There are a few techniques that can lessen the first-night effect and improve your rest, such as maintaining your sleep schedule regardless of time zones. In other words, if you usually go to bed around 10 p.m. at home, then go to bed at 10 p.m. in your new time zone, too. Also, arriving in the afternoon or evening may ease the adjustment and set you up for a better night’s rest.
Employ Sleep Aids
Even though research suggests the brain quickly acclimates to its new environment, utilizing a few non-medicinal sleep aids can encourage healthy sleeping for the duration of your locum tenens assignment.

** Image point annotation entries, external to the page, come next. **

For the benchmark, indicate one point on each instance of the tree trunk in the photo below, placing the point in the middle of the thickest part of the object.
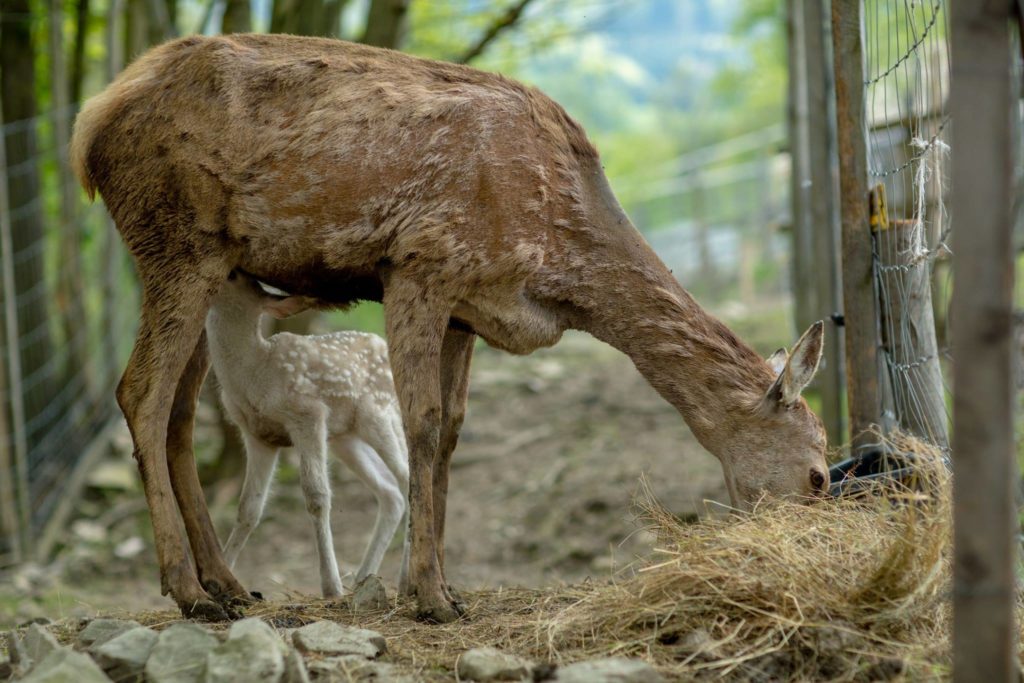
(17, 88)
(238, 16)
(136, 28)
(78, 56)
(386, 23)
(332, 17)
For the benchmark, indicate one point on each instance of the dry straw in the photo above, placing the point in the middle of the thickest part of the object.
(840, 590)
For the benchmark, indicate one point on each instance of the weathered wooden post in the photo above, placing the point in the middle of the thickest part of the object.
(858, 287)
(984, 636)
(823, 210)
(19, 439)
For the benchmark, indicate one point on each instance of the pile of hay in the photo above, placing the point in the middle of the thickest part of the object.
(848, 589)
(842, 590)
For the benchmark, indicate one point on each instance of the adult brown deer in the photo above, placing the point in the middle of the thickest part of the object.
(467, 203)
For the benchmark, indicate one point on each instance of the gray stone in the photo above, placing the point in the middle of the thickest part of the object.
(15, 650)
(98, 631)
(66, 666)
(610, 670)
(39, 642)
(124, 657)
(179, 655)
(245, 657)
(330, 639)
(295, 669)
(370, 595)
(488, 664)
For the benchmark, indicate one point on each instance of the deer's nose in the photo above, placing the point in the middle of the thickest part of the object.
(819, 481)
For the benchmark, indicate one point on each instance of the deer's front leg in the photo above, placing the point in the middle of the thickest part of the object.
(416, 325)
(214, 574)
(174, 305)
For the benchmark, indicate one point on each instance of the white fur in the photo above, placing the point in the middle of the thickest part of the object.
(327, 391)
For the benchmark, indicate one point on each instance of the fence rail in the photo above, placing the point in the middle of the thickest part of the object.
(66, 331)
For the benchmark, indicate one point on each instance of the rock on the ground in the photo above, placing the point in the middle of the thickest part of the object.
(370, 595)
(124, 657)
(610, 670)
(258, 629)
(66, 666)
(179, 655)
(39, 642)
(489, 664)
(333, 639)
(98, 631)
(15, 650)
(252, 652)
(295, 669)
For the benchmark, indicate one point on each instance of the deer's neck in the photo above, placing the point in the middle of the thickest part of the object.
(692, 359)
(238, 347)
(626, 296)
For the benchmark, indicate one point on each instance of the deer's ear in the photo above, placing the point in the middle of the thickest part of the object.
(777, 360)
(800, 368)
(288, 306)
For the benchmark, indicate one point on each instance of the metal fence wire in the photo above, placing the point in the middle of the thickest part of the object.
(67, 290)
(905, 93)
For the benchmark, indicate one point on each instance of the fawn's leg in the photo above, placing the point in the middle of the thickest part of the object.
(314, 479)
(416, 325)
(370, 468)
(175, 299)
(214, 574)
(457, 352)
(260, 463)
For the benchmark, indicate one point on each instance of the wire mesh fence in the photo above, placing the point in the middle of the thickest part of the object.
(905, 93)
(66, 330)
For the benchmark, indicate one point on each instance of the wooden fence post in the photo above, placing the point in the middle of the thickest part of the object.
(823, 210)
(8, 478)
(19, 437)
(858, 287)
(984, 636)
(804, 291)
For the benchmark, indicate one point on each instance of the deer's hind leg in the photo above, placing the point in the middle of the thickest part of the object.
(214, 574)
(457, 353)
(416, 324)
(176, 294)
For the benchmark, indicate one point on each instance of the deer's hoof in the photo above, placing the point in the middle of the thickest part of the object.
(207, 610)
(230, 599)
(444, 612)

- Eye mask – Blocking out light, especially in an unfamiliar room, sets the stage for the body and mind to settle down from the day.
- Ear plugs – Asking for hotel rooms on upper floors and far from elevators and stairwells can help diminish environmental noises, but there are still sounds during the night (or day, if you are working night shifts) that can interrupt your sleep. Ear plugs further mute noises. Or use a white noise app to help lull you to sleep.

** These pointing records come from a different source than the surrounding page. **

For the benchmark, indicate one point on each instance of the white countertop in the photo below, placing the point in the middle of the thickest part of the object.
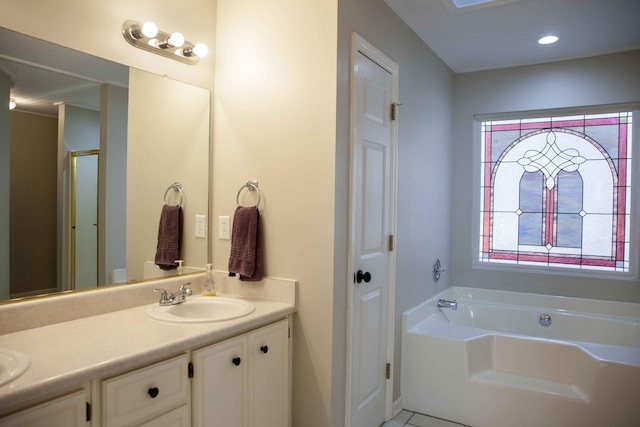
(65, 356)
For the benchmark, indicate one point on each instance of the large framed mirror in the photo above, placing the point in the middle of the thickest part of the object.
(92, 152)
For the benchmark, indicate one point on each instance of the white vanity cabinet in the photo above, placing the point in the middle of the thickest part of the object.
(157, 395)
(70, 410)
(244, 381)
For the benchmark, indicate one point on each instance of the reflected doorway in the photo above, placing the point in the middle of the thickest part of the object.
(83, 257)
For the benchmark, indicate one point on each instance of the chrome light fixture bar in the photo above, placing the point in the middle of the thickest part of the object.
(147, 36)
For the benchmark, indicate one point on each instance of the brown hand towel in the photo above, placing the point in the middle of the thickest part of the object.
(246, 241)
(169, 237)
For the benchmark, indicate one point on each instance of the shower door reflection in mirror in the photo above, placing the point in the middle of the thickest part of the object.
(84, 219)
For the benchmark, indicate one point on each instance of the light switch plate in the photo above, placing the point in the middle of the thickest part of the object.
(201, 226)
(223, 228)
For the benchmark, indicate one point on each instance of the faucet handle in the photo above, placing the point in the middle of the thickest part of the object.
(186, 291)
(164, 298)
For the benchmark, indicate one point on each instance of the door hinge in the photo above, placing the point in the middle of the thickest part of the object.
(394, 110)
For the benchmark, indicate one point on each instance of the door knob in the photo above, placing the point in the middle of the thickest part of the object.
(360, 276)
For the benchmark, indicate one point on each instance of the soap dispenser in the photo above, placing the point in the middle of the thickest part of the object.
(208, 284)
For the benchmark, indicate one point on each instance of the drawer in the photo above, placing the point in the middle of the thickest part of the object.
(146, 392)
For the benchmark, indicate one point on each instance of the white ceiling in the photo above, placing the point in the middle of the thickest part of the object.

- Familiar linens – Bringing a pillowcase, pillow, or blanket from home offers a touch of comfort that can help induce relaxation. (See our blog, “Establishing a Sense of Home While Working Locum Tenens,” for more tips on creating a welcoming home-away-from-home.)
Develop Healthy Sleep Hygiene
Sleep specialists describe sleep hygiene as proactive behaviors or routines that signal the brain it is time to unwind and prepare for slumber. Recommendations include:
- Choosing a physical behavior that helps muscles relax from the day’s work (e.g., a shower, meditation, or stretches).
- Setting the thermostat to a sleep-friendly temperature. While the degree varies from person to person, cooler temps tend to encourage more restful sleep.
- Turning off electronics. Although watching television or catching up on emails and social media may seem like a good way to chill out, research indicates the blue light emanating from screens delays the body’s natural release of melatonin, which induces sleep.
- Reading for enjoyment (preferably not from an e-reader), however, does help welcome relaxation and sleep.
Another benefit to working locum tenens is that you are free from many of the administrative duties associated with staff positions that prolong the workday. More of your downtime can be used to refresh yourself with a good night’s rest so you are ready for the next shift.